他人に親切にすると本当に幸せになれるの?
ここんとこポジティブ心理学の世界では「親切は大事だよー」って風潮が強くて、
などといろいろ面白い論文が出ております。
が、これらのデータは、どれも単発で小規模な実験なのが難点。親切が心と体にいいのは確実っぽいものの、いまいち決め手にかけていたのも事実だったりします。
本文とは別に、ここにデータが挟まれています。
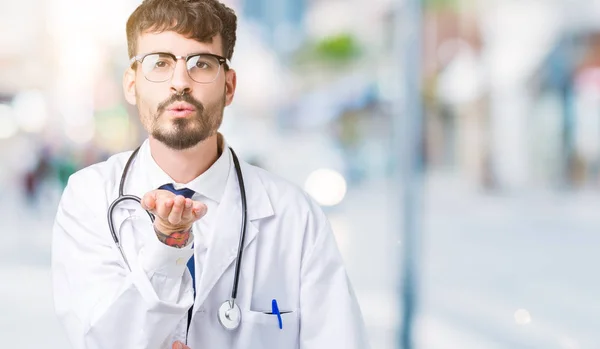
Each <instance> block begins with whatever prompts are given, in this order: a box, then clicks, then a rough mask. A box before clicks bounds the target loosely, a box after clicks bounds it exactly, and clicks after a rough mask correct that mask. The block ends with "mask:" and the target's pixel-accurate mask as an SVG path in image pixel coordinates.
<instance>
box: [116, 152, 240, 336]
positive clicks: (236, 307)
mask: <svg viewBox="0 0 600 349" xmlns="http://www.w3.org/2000/svg"><path fill="white" fill-rule="evenodd" d="M139 150H140V147H138V148H137V149H136V150H134V151H133V153H132V154H131V156H130V157H129V160H127V163H126V164H125V168H124V169H123V174H122V175H121V183H120V184H119V197H118V198H117V199H115V201H113V202H112V203H111V204H110V206H109V207H108V212H107V216H108V227H109V228H110V234H111V235H112V238H113V240H114V242H115V245H116V246H117V248H118V249H119V252H120V253H121V256H122V257H123V261H125V264H126V265H127V268H128V269H129V271H131V267H130V266H129V262H128V261H127V257H125V252H124V251H123V247H122V246H121V242H120V239H119V237H118V235H117V233H116V232H115V227H114V224H113V219H112V215H113V210H114V209H115V207H116V206H117V205H118V204H119V203H121V202H123V201H126V200H133V201H135V202H137V203H140V204H141V202H142V200H141V199H140V198H139V197H137V196H135V195H124V194H123V187H124V186H125V179H126V178H127V173H128V172H129V167H130V166H131V163H132V162H133V159H134V158H135V157H136V155H137V153H138V151H139ZM229 150H230V151H231V155H232V157H233V164H234V165H235V172H236V175H237V178H238V185H239V188H240V196H241V197H242V229H241V232H240V243H239V246H238V254H237V259H236V261H235V271H234V277H233V286H232V289H231V298H230V299H228V300H226V301H224V302H223V304H221V306H220V307H219V310H218V313H217V317H218V319H219V323H220V324H221V326H223V328H225V329H227V330H235V329H236V328H238V326H239V325H240V323H241V321H242V312H241V311H240V307H239V306H238V305H237V304H236V303H235V299H236V297H237V290H238V282H239V280H240V264H241V263H242V254H243V247H244V238H245V237H246V222H247V218H246V212H247V209H246V189H245V187H244V179H243V177H242V169H241V168H240V163H239V161H238V158H237V156H236V155H235V152H234V151H233V149H231V147H230V148H229ZM146 212H147V213H148V215H149V216H150V220H151V221H152V222H153V223H154V215H153V214H152V213H150V212H148V211H146ZM188 328H189V323H188Z"/></svg>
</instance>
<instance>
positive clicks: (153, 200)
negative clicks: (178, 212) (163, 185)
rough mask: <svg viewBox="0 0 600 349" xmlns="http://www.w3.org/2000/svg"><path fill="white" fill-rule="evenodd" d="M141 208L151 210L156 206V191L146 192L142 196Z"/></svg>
mask: <svg viewBox="0 0 600 349" xmlns="http://www.w3.org/2000/svg"><path fill="white" fill-rule="evenodd" d="M141 204H142V208H143V209H144V210H147V211H152V210H154V208H155V207H156V191H151V192H149V193H146V195H144V197H143V198H142V202H141Z"/></svg>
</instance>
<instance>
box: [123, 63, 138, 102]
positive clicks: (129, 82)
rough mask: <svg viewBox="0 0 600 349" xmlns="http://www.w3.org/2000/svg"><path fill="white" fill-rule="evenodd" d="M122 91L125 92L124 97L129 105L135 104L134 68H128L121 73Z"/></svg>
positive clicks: (135, 101) (134, 71)
mask: <svg viewBox="0 0 600 349" xmlns="http://www.w3.org/2000/svg"><path fill="white" fill-rule="evenodd" d="M123 92H124V93H125V99H126V100H127V102H128V103H129V104H131V105H135V104H136V98H135V97H136V93H135V70H133V69H132V68H128V69H127V70H126V71H125V74H123Z"/></svg>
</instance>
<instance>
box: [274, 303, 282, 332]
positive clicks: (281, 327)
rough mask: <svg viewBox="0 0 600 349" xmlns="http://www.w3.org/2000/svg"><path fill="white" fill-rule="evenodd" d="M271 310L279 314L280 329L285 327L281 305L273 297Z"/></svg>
mask: <svg viewBox="0 0 600 349" xmlns="http://www.w3.org/2000/svg"><path fill="white" fill-rule="evenodd" d="M271 312H272V313H273V314H276V315H277V320H279V329H280V330H281V329H283V322H282V321H281V313H280V312H279V307H278V306H277V300H276V299H273V301H272V302H271Z"/></svg>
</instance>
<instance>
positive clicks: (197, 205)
mask: <svg viewBox="0 0 600 349" xmlns="http://www.w3.org/2000/svg"><path fill="white" fill-rule="evenodd" d="M207 211H208V207H206V205H205V204H203V203H201V202H198V201H194V205H193V207H192V213H193V214H194V219H195V220H198V219H200V218H202V217H204V215H205V214H206V212H207Z"/></svg>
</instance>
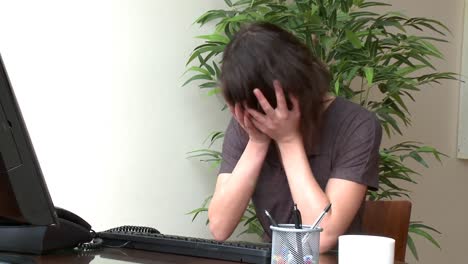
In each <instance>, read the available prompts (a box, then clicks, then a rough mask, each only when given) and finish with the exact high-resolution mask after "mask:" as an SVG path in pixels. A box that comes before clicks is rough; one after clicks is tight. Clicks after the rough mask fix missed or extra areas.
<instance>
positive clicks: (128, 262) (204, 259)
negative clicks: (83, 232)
mask: <svg viewBox="0 0 468 264" xmlns="http://www.w3.org/2000/svg"><path fill="white" fill-rule="evenodd" d="M2 261H3V262H2ZM4 262H6V263H13V264H16V263H18V264H19V263H21V264H33V263H34V264H109V263H114V262H118V263H119V264H125V263H139V264H177V263H184V264H233V263H237V262H230V261H221V260H213V259H204V258H195V257H188V256H180V255H172V254H161V253H155V252H148V251H141V250H134V249H110V248H105V249H100V250H96V251H93V252H88V253H81V254H80V253H76V252H73V251H62V252H57V253H54V254H51V255H45V256H26V255H12V254H2V253H0V263H4ZM337 263H338V257H337V256H336V255H329V254H324V255H321V256H320V264H337ZM395 264H402V263H401V262H395Z"/></svg>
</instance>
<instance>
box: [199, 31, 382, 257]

そんな状況下、近ごろオックスフォード大学が、「他人に親切にすると幸せになれるの?」って問題に関するメタ分析(1)をやってくれたんですよ。
親切の効果は意外とショボいが…
これは、過去に行われた「親切の効果」に関す428件の研究から、質の高い21件を選び抜いて精査したもの。かなーり信頼のおける内容になっております。
ここでいう「親切」ってのは本当にささいなことで、
- 恵まれない子供にチョコを買ってあげる
- チャリティに寄付をする
- 家族のために好きなものを買う
- 同僚をほめる
- 誰かのためにドアを持つ
- ゴミを拾う
ぐらいのレベル。多くの実験では、これぐらいの小さな親切を「1日に最低でも5回は行ったら幸福感は変わるか?」を調べたみたいですね。
で、まずは結論の数字を出すと、
- すべてのデータを合わせた結果、「親切」の効果は0.38ポイントだった
みたいな感じ。この数字をどう解釈するかは難しいんですけど、ざっくり翻訳すると「そこまで大きな効果はないけど、間違いなく何らかのメリットはある」ぐらいのイメージでしょうか。
親切で人生が正しい方向に向かう
研究者の表現でいうと、
「親切」の効果は、小から中レベルだ。これは、自分の幸福を10点満点で採点した場合、数値が0.8ポイント上昇するのに等しい。
みたいな感じ。これを「パッとしない」と思うか、「確実に幸福度があがる」と思うかは、好みの問題になりますかねぇ。
さらに研究者いわく、
人類は社会的な生き物だ。家族、友人、同僚、仲間を助ければ幸福になれるし、完全な他人を助けた場合でも同じ効果は得られる。(中略)
他人に親切にしても人生は変わらないだろうが、人生を正しい方向に進む手助けにはなりそうだ。
とのこと。「もっとも人間の幸福に大事なのは人間関係」ってデータもありましたが、他人に親切にすれば少なくとも対人コミュニーケーションは上手くいくので、結果として人生が正しい方向に向くのではないか、と。いずれにせよ「小さな親切」には何の損もないんで、日ごろの習慣にしとけばいいんじゃないでしょうか。